Je m’installe discrètement, je sors mes feuilles, mon stylo et me concentre pour prendre le fil de la discussion.
Il y a plusieurs membres de structures culturelles. L’ordre du jour est le suivant : l’utilisation d’outils concernant la diffusion de notre programmation de spectacles. Je pense assister à une réunion de travail sans avoir à parler.
Faux.
Un tour de table vient juste d’être entamé et chacun d’entre nous est invité à se présenter, à parler de la structure et de nos outils respectifs. Han, mais MERDE!!!!! zut, je m’étais pas préparée à ça. Je voulais écouter placidement, noter les éléments intéressants, en faire un compte rendu à mes responsables et puis c’est tout. Bon, bah j’ai plus qu’à réfléchir à ce que je vais dire…j’ai un…deux…8…15 personnes avant moi, ça me laisse du temps.
Ou pas.
Je réfléchis, je me dis qu’il me suffit juste de me concentrer sur ce que je vais dire, que je me prépare et puis cela ne durera que quelques instants…voilà…hein. Pendant que j’essaie de me rassurer (et toi même tu sais que j’ai HORREUR de parler en public), je commence à ressentir une sensation de gêne, une douleur qui grandit. Eh bah voilà ça y est j’ai mal aux dents. D’un seul côté en plus.

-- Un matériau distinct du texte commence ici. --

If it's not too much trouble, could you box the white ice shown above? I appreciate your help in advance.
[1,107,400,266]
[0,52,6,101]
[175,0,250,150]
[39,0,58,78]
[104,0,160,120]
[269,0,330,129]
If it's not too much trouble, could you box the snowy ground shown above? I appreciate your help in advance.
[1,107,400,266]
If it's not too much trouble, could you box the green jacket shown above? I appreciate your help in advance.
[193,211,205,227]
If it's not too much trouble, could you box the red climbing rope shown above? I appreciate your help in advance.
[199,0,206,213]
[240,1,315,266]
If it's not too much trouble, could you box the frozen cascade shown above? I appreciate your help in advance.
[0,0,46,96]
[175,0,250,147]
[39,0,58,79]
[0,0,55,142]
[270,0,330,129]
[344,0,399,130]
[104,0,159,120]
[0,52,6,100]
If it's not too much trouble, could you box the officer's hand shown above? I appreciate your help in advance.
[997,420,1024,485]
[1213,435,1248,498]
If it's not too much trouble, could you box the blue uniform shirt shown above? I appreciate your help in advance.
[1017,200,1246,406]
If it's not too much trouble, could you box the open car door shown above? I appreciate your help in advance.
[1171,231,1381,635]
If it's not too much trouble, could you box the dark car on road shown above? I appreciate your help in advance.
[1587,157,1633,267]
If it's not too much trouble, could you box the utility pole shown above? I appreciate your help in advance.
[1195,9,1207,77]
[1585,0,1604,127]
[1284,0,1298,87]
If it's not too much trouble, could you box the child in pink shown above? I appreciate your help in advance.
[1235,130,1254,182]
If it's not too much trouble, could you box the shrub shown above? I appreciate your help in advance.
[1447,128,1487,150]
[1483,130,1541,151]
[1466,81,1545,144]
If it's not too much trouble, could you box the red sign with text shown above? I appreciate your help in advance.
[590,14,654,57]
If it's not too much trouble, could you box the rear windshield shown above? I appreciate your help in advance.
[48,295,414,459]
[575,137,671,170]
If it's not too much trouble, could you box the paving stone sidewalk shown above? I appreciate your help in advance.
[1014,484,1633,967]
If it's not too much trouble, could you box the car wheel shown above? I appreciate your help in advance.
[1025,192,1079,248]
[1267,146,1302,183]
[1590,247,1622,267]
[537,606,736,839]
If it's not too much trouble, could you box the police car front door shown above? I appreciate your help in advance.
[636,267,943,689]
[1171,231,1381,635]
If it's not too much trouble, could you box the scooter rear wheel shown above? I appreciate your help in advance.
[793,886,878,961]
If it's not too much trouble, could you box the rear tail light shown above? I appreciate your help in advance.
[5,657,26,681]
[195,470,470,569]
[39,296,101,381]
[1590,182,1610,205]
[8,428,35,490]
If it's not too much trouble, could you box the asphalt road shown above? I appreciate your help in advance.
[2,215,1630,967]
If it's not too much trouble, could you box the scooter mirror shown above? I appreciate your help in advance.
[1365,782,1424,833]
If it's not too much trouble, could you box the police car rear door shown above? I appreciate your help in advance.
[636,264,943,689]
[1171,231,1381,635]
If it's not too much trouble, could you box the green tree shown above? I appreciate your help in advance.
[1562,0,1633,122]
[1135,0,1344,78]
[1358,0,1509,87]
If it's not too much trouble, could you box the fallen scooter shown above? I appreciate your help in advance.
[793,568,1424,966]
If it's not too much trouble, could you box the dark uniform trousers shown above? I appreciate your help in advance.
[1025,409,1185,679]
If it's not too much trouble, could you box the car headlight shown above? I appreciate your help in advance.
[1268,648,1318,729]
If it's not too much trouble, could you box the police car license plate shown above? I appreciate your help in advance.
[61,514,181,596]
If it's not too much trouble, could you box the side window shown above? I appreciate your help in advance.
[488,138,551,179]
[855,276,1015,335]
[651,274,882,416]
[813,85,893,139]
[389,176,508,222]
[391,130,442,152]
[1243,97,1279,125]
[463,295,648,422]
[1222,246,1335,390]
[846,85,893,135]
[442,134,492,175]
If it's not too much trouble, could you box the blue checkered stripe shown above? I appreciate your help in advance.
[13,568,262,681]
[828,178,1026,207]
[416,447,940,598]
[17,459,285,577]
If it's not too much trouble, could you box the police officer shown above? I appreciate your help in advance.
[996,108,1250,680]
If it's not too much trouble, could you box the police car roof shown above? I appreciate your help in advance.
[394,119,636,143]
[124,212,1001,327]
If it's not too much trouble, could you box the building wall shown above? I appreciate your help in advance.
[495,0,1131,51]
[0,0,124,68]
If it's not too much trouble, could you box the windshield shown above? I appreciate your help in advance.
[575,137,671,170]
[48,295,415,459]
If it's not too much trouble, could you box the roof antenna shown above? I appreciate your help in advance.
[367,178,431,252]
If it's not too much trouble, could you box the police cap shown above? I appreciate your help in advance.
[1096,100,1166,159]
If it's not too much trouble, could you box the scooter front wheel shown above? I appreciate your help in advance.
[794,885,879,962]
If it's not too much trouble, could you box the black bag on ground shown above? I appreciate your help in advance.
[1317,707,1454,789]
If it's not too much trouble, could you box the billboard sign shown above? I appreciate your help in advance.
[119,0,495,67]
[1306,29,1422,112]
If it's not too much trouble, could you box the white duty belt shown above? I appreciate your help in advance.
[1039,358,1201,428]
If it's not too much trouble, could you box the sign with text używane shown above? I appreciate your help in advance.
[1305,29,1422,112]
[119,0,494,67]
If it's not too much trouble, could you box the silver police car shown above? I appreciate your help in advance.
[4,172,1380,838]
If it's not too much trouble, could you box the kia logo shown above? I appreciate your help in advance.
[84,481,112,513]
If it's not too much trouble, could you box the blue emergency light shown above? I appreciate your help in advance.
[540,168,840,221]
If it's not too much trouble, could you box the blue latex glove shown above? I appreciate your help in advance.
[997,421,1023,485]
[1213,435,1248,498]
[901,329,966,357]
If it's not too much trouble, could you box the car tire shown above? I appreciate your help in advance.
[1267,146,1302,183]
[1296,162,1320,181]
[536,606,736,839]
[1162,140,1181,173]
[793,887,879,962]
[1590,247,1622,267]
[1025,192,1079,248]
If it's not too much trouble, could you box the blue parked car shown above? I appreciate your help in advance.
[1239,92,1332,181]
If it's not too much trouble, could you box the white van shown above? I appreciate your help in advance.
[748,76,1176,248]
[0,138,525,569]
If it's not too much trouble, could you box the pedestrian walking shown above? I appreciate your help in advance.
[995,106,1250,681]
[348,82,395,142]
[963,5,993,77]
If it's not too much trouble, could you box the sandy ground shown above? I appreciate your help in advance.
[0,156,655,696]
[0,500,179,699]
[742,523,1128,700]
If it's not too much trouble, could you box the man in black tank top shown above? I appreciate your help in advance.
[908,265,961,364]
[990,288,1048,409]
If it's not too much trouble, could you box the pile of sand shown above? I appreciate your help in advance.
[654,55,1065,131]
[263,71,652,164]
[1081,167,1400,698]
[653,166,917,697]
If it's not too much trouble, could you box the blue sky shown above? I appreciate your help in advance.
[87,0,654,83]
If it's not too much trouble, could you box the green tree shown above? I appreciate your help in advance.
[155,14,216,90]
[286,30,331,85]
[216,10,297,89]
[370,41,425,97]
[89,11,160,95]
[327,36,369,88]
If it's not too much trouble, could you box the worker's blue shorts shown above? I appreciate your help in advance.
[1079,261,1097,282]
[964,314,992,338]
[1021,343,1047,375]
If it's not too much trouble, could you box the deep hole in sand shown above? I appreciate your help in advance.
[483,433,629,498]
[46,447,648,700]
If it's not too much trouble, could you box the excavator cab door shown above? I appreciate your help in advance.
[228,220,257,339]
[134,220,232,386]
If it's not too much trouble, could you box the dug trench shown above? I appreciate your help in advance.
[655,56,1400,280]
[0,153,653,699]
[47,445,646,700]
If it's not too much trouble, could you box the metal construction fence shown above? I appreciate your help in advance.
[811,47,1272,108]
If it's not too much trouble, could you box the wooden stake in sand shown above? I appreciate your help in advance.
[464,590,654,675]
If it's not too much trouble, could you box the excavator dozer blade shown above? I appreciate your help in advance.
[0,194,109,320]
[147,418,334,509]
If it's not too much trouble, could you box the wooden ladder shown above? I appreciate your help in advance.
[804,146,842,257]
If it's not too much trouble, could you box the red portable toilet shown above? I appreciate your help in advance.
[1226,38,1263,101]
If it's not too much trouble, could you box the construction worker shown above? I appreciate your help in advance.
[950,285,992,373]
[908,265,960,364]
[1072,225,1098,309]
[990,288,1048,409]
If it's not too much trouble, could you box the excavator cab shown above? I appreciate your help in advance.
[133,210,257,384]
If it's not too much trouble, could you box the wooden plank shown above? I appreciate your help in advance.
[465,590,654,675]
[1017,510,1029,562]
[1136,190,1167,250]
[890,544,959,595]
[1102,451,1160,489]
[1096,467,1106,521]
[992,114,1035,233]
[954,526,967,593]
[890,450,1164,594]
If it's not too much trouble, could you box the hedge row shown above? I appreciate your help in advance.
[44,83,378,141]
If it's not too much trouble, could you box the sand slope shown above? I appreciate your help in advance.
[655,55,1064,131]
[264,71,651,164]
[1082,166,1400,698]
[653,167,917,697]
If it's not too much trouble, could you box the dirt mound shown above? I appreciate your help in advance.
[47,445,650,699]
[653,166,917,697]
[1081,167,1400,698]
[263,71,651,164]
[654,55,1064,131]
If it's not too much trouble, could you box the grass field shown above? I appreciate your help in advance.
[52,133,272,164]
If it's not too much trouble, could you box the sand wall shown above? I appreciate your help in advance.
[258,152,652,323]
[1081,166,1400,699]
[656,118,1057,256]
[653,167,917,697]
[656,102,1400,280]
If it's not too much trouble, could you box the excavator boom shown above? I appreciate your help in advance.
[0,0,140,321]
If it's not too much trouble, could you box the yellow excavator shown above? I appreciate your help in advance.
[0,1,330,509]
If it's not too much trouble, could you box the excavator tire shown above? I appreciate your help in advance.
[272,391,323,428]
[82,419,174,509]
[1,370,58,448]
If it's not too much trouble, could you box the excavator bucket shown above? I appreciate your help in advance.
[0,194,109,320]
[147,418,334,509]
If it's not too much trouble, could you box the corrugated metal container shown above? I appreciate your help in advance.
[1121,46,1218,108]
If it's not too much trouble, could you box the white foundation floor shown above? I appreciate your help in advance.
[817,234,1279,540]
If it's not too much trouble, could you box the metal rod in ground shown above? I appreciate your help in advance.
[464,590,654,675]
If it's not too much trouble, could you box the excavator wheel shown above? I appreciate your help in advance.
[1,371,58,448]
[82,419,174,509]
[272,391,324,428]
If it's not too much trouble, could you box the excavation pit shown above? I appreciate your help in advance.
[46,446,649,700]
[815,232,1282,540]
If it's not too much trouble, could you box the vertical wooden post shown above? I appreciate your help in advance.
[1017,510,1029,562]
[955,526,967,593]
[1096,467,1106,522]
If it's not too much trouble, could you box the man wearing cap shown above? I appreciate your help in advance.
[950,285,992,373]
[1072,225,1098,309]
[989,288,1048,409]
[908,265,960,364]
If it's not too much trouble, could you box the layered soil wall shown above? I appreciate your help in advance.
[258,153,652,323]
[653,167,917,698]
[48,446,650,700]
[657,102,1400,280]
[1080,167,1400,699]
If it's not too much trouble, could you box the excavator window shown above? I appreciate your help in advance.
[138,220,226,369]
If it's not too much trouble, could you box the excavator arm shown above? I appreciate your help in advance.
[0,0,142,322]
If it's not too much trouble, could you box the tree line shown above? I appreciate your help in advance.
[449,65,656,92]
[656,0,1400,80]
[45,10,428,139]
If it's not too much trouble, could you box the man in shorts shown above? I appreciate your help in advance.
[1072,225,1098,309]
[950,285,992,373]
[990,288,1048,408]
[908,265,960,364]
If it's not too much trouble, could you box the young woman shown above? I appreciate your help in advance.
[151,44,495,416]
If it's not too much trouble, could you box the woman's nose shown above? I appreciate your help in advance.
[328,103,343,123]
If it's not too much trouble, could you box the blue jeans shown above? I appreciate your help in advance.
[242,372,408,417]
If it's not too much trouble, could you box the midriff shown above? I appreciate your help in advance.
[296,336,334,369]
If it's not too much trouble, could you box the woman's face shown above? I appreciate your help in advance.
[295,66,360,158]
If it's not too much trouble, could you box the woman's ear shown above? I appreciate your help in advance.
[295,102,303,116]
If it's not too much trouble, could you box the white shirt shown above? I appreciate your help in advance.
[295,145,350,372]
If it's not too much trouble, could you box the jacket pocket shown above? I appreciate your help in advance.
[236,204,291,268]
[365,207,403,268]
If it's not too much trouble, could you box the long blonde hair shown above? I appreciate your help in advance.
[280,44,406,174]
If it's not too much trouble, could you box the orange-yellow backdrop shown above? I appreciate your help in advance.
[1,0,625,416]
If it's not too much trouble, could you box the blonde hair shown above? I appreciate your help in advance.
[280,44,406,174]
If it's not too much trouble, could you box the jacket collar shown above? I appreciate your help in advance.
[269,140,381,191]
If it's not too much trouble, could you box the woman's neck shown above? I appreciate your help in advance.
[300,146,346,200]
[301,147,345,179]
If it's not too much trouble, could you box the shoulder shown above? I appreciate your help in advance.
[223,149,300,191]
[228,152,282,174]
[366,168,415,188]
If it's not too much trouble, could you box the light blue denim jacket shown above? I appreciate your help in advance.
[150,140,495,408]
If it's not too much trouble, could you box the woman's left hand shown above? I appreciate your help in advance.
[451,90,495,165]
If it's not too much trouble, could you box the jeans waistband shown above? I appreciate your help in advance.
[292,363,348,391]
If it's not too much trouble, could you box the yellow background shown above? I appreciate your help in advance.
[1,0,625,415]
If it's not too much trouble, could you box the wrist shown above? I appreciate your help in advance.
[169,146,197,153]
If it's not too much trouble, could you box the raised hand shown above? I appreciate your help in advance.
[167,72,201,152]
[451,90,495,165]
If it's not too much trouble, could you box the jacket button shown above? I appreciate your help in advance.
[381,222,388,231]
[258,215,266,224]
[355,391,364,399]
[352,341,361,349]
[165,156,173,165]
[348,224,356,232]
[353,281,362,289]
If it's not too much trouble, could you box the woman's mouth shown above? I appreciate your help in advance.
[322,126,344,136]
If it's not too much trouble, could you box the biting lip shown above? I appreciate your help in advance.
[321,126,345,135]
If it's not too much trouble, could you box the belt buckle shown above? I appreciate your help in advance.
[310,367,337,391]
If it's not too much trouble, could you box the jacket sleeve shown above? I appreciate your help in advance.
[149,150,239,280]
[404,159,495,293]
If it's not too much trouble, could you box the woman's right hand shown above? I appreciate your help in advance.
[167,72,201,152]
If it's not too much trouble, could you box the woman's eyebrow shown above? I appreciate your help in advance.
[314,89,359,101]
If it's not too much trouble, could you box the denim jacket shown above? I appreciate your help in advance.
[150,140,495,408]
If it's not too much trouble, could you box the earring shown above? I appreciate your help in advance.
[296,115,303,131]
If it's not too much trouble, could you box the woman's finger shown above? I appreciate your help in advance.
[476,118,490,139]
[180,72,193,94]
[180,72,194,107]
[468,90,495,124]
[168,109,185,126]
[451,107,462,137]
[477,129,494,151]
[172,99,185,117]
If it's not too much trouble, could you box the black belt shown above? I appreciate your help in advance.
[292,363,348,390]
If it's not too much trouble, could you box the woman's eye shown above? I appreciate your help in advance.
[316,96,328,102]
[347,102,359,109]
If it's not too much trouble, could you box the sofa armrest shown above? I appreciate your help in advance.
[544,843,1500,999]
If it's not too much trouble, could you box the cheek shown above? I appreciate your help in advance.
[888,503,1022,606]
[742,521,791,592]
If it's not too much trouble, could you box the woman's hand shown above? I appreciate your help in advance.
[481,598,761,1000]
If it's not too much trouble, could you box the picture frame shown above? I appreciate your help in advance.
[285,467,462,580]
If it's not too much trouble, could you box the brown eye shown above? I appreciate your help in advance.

Ça ne m’étonne pas plus que ça parce que cela m’est déjà arrivée lorsque je suis vraiment très préoccupée par une situation et dans le meilleur des cas j’ai une petite douleur qui dure quelques heures, d’autres fois, ça dure plus longtemps. C’est un dentiste qui m’avait expliquée ce lien de cause à effet. A l’époque, j’étais à quelques semaines de la présentation de mon mémoire d’études de maîtrise et j’avais subitement eu une rage de dents, j’arrivais à peine à manger et à parler (le comble pour une bavarde comme moi). Je me souviens d’une douleur terrible. J’avais pris rendez-vous en urgences avec le dentiste. Après avoir fait des radios, il me confirma que mes dents de sagesse avaient largement la place pour pousser. Puis il s’était fait psychologue, il m’avait demandée si j’étais stressée, lui rapportant mon histoire de mémoire, il m’avait dit en riant qu’il fallait que j’apprenne à me détendre parce que manifestement mes douleurs très vives aux dents étaient proportionnelles à mon anxiété.
Donc voilà, je somatise. C’est pas nouveau, mais maintenant j’essaie vraiment de comprendre ce qu’il se passe
Bon et alors comment ça s’est passé ? Bah, j’ai commencé à parler, j’ai buté sur mes premiers mots, j’ai fait une boutade, passée complètement inaperçue (personne n’a rit quoi). Puis j’ai repris confiance, je me sentais bien, j’ai déroulé mon petit discours calmement et parfois les gens ont rit quand je parlais (mais là j’ai vraiment pas compris pourquoi). J’y aurais pas passé des heures (je continuais à sentir mon coeur qui battait la chamade et la vague de chaleur sous mes aisselles), mais le moment est devenu presque agréable et j’ai fini par apprécier la sensation d’être écoutée. Y a de l’amélioration, je suis contente.
La douleur aux dents ? Plus très vive juste après mon intervention, elle a fini par disparaître rapidement.